Again, what the authors are pointing out is that space colonization is probably scientifically possible, but will take a lot of research and then investment. MOXIE is a great tech demo, but its not a solution by itself.
Jesus Christ you people really have no idea how space works, do you?
The guy can't just send up his own spacecraft anymore than Lockheed Martin and Raytheon can declare war on Russia.
SpaceX sells spacecraft to NASA for them to use in the same way LM sells F-18's to the Navy for them to use. At no point in time does Elon just get to unilaterally send civilians to Mars even if Starship was fully capable.
Everything SpaceX craft do in space is under the charter and dictation of NASA, and at the current point in time, exclusively for government/military missions. Not his own flights of fancy.
Which is why you don't hear NASA going "yep we're good to go!
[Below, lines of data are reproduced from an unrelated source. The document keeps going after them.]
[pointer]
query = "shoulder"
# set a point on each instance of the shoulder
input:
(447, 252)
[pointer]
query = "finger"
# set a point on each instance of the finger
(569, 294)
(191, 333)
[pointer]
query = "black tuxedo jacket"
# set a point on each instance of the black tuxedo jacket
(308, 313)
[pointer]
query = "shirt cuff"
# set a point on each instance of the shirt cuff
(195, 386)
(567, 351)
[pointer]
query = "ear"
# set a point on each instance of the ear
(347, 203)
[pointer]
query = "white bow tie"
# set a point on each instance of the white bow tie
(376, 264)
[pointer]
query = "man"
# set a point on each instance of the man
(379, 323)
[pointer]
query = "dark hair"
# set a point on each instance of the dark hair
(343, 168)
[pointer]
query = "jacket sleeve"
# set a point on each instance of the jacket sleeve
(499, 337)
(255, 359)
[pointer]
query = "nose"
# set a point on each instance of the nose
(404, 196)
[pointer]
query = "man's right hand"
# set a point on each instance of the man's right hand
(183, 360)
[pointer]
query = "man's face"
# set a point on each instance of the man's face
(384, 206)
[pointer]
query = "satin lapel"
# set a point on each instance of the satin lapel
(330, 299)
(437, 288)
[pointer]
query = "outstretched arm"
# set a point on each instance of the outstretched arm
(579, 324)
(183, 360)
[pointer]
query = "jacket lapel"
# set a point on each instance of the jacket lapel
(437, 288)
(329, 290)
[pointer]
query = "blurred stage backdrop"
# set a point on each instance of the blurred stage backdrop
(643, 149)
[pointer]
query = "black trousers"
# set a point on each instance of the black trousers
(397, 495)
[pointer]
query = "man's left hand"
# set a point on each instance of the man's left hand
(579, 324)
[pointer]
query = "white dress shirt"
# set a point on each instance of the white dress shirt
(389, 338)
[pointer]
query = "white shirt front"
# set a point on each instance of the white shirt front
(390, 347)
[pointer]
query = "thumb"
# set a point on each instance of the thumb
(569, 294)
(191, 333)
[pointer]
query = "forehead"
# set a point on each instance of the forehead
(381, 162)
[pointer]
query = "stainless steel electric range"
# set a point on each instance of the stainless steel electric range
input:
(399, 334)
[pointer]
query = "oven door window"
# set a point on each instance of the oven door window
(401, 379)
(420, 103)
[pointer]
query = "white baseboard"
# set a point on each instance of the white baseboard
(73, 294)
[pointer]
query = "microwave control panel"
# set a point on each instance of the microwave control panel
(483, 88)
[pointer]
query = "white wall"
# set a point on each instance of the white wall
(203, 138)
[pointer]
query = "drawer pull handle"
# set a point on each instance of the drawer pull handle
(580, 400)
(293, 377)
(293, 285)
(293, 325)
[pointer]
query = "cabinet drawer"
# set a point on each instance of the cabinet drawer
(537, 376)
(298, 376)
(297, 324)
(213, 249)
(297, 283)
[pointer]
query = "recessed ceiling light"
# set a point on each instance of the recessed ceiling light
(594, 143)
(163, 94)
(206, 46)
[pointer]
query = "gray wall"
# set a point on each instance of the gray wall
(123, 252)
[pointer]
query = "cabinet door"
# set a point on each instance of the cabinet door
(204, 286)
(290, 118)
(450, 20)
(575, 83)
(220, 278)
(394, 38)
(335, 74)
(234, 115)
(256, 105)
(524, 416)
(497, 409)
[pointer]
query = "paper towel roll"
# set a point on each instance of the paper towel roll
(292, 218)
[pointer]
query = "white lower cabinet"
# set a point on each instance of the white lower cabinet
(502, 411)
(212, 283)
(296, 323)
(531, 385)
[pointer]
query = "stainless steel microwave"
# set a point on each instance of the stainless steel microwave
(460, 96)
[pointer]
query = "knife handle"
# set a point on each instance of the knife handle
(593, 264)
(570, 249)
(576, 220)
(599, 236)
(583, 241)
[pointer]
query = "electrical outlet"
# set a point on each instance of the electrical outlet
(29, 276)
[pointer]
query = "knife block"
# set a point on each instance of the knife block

No scientifically obtained issues to worry about!" Also sometimes you have to answer the questions through physical experimentation, which is why we send science teams before we send spacecraft full of colonists.
Books like this fall under the same grouping as those who hate Elon Musk so much that they have to also think space travel is dumb/bad as well because they can't remove the douchebag from the field his company operates in.
Space colonization is the future, it doesn't matter if it's ten years or a thousand. We are going to leave this planet. Case closed. The earth will not sustain us forever even in our wildest renewable energy/living fantasies.
A City on Mars ends with a kind of call to action. The point is that we have a tiny space station, and we have the potential to build a lot of experimental facilities on Earth where we can investigate some of the practical problems. Let’s get the biology and engineering right before we send people to Mars.
The authors aren’t against colonization. They’re against hasty, uninformed, reckless attempts.
The point of books like this is to underline areas where we're still woefully ignorant to guide future study. This isn't just complaining. It's taking stock of what we still need to learn.
Your comment seems to demonstrate a fundamental misunderstanding of the actual people/money that would be involved with any space colonization attempts. They'll do exactly an equivalent of the ridiculous things you describe to expend the least amount of resource to secure the most profit in strip-mining natural resources from these places.